Anomaly Hunter does not inspect, open, or store information about the contents of your packages. It only reads carrier tracking statuses — the same data visible to anyone who enters a tracking number on a carrier's website. No additional data is collected, stored, or shared.
Carrier tracking feeds sometimes include keywords that indicate a package has been held, confiscated, or flagged by customs. Anomaly Hunter continuously scans these public status updates and alerts you the moment one of these keywords appears.
You get notified before you walk back to a drop-off point that may already be compromised.
Not all seizures are announced. Sometimes a package simply stops moving — no negative status, no customs flag, just silence. This is the typical signature of an undeclared interception.
Anomaly Hunter detects packages that go quiet for an unusual amount of time and flags them as potential silent seizures. The absence of information is information in itself.
When tracking data shows a package was deposited at a drop-off point but never moves again, it could mean the package was stolen by a carrier employee or someone at the drop-off location.
These cases are flagged automatically and manually reviewed before confirmation. If confirmed, the drop-off point is marked as burned.
Every time an incident is detected on one of your shipments, the drop-off point used for that shipment is automatically added to your private burned points list. This list is permanent and visible only to you.
Before your next run, check your list. If a point is burned, don't go back.

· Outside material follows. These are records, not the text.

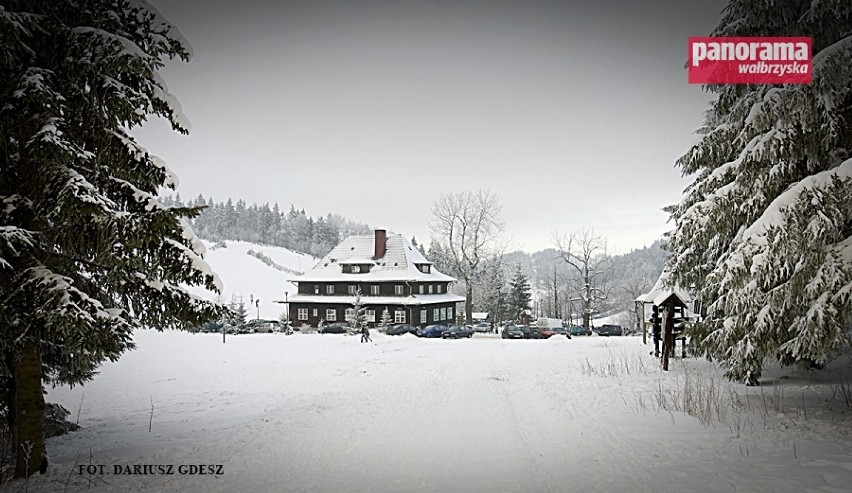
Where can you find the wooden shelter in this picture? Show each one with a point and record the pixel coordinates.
(669, 306)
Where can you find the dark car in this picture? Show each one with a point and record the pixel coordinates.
(512, 332)
(609, 330)
(546, 332)
(562, 331)
(334, 329)
(457, 332)
(579, 330)
(400, 329)
(434, 330)
(530, 332)
(482, 327)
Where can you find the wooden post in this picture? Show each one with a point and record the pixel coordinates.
(668, 337)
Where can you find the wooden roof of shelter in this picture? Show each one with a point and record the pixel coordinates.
(664, 293)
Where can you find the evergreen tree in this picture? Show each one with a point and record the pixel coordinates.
(87, 252)
(359, 318)
(765, 231)
(386, 320)
(519, 295)
(237, 312)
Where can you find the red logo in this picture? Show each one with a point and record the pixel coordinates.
(750, 60)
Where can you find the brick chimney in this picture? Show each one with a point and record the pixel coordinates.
(381, 244)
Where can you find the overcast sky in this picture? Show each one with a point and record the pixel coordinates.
(573, 112)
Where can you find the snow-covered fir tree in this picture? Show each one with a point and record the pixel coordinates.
(386, 320)
(87, 252)
(519, 295)
(237, 312)
(764, 233)
(359, 314)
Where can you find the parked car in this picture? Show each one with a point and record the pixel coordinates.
(530, 332)
(512, 332)
(334, 329)
(546, 332)
(610, 330)
(482, 327)
(579, 330)
(400, 329)
(434, 330)
(457, 332)
(562, 331)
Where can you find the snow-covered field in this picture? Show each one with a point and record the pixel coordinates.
(325, 413)
(248, 276)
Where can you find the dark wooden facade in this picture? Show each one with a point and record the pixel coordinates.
(385, 288)
(413, 314)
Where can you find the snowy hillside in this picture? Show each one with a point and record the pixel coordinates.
(248, 275)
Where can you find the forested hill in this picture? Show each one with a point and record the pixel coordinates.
(267, 225)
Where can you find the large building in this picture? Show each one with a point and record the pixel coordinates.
(391, 275)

The burned points from all users feed into a shared, fully anonymous database. You can search any city to see if other senders have reported incidents there — before you use a drop-off point for the first time.

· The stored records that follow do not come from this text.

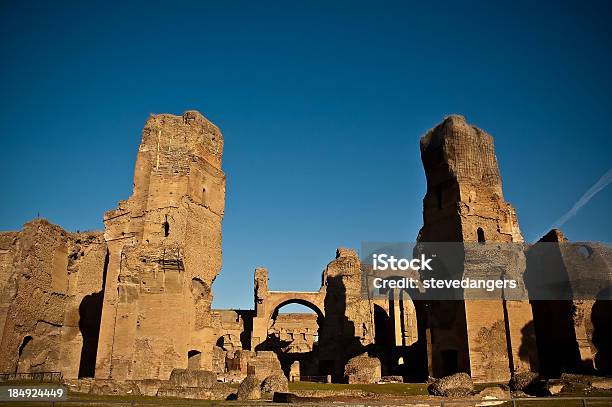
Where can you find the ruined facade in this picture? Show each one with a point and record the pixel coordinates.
(51, 290)
(134, 302)
(164, 247)
(465, 203)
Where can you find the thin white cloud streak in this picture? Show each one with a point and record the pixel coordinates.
(603, 182)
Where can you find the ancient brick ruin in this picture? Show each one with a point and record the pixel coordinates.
(134, 302)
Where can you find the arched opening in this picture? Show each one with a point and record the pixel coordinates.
(194, 358)
(480, 234)
(293, 334)
(450, 361)
(166, 227)
(90, 316)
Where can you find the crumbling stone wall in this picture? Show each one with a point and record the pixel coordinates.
(51, 288)
(165, 252)
(465, 203)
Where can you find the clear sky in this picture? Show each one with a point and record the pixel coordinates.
(321, 104)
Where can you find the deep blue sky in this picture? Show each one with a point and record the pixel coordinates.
(321, 106)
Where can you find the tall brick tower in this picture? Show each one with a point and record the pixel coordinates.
(165, 251)
(465, 203)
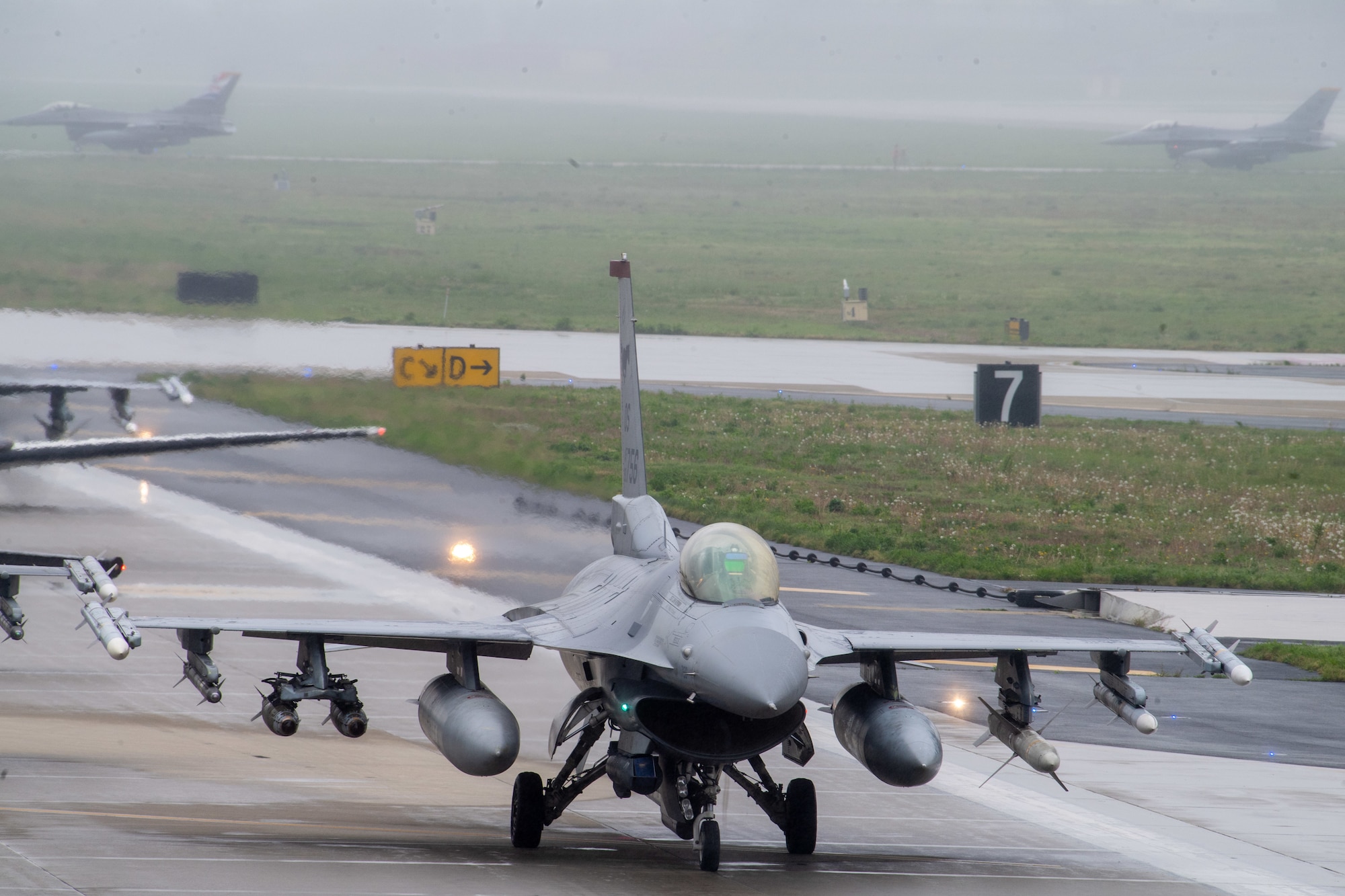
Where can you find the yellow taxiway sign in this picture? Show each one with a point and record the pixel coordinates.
(422, 366)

Results only show the drop-off point address, carrier, date, and reason for the incident. No sender names, recipient details, or package contents are ever shown. Nothing is traceable back to the person who reported it. Additionally, when you search for shipping rates, cities with burned points are automatically flagged — so you get a warning before you even select a carrier.

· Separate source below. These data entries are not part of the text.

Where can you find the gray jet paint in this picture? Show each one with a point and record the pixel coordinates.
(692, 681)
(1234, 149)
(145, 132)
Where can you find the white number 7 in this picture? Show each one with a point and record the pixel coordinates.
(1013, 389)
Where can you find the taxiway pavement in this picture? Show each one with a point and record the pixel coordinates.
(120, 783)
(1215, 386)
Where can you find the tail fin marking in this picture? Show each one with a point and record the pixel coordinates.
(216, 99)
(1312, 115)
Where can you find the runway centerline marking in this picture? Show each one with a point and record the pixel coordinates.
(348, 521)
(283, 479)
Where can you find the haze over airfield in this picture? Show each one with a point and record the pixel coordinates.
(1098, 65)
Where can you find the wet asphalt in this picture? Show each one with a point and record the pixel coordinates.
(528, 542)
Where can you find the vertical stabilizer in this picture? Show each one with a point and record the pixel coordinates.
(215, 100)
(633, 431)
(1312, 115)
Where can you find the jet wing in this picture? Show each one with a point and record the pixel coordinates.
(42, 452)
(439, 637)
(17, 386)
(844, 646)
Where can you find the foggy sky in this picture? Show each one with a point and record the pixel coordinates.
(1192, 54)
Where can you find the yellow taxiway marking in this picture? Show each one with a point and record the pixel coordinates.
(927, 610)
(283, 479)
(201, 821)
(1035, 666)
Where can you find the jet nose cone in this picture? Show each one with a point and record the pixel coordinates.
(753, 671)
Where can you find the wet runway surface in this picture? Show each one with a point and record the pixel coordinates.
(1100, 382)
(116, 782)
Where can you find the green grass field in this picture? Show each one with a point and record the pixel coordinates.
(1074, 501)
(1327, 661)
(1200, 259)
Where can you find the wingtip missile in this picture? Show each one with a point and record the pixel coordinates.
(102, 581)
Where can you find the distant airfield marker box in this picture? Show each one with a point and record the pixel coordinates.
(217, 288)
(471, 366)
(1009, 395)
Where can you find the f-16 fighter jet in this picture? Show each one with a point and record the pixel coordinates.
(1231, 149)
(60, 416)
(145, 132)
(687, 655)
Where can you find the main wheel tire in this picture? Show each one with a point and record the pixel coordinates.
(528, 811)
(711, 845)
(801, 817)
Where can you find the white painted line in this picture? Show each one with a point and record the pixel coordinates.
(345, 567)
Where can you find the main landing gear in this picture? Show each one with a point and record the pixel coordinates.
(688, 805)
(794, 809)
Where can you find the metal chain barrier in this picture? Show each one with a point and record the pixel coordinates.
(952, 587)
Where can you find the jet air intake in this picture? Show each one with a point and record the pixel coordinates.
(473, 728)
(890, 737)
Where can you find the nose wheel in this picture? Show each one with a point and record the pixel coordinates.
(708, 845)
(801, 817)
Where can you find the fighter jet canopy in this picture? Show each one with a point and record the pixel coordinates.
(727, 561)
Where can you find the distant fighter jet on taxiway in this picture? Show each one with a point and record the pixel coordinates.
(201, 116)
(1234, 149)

Anomaly Hunter assigns you a performance rank for each country you ship from, based on how your delivery success compares to the average of all senders from that country.
The ranks — Ghost, Shadow, Operative, Exposed, Burned, and Walking Target — give you a clear picture of whether your operational security is working or needs improvement. No actual delivery rates are ever revealed, only your relative position.
Ghost — top operator. Shadow — above average. Operative — on par. Exposed — below average. Burned — needs serious revision. Walking Target — consider stopping.
When you create a shipping label on NullShip, Anomaly Hunter registers the tracking number. From that point on, it periodically reads the carrier's publicly available tracking feed — the same page you'd see if you entered the tracking number on the carrier's website.
If the tracking data shows anything unusual — a customs keyword, unexpected silence, or a stuck deposit — you get an alert. That's it. No magic, no surveillance, just automated reading of public data.
Anomaly Hunter costs a flat fee per 30-day period, charged from your NullShip balance. You can cancel anytime — no commitment, no questions asked. If your balance is insufficient at renewal, the subscription simply pauses.